Isn't this "thing" between Trius and Cubist an agreement and not simply an offer from Cubist?
The SEC filing by Trius states that share holder approval is required, but how can this agreement be overturned?
Can the shareholders call BS?
Can another suitor just step up and topple the apple cart with a bigger offer (please)?
It is a tender offer.
That means all shareholders will be given an option to tender there shares for the said price. This will take place over some period of time (30 days or so).
If 50+% or tendered then they "own" the company and will do a short form merger to capture the remaining shares on teh same terms.

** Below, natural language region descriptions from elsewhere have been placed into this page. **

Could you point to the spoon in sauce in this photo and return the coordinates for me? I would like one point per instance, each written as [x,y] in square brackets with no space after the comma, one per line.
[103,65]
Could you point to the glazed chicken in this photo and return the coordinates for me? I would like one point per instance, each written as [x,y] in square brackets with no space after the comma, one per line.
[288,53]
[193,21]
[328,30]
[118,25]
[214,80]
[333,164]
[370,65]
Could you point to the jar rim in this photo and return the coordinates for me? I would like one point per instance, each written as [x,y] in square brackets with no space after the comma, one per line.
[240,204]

They likely have already floated the general terms past enough institutions that they know it will get the needed shares.
Disclaimer: I do not know what the precide terms would be, those numbers are guesses.
Yes, another suitor can step up, and in my opinion, will. Let's Ride!
Sentiment: Strong Buy
I like your attitude chim I tend to agree with you. GL and hold out for our better offer.
SEC rules state that there is a 10-day window when a buyout is announced that another company can make a public offer which must be entertained by the company being bought out.
"SEC rules state that there is a 10-day window when a buyout is announced that another company can make a public offer which must be entertained by the company being bought out"
There is absolutely no such rule by the SEC or anybody else.
Google "bidding war tender offer" for some examples where this has occurred.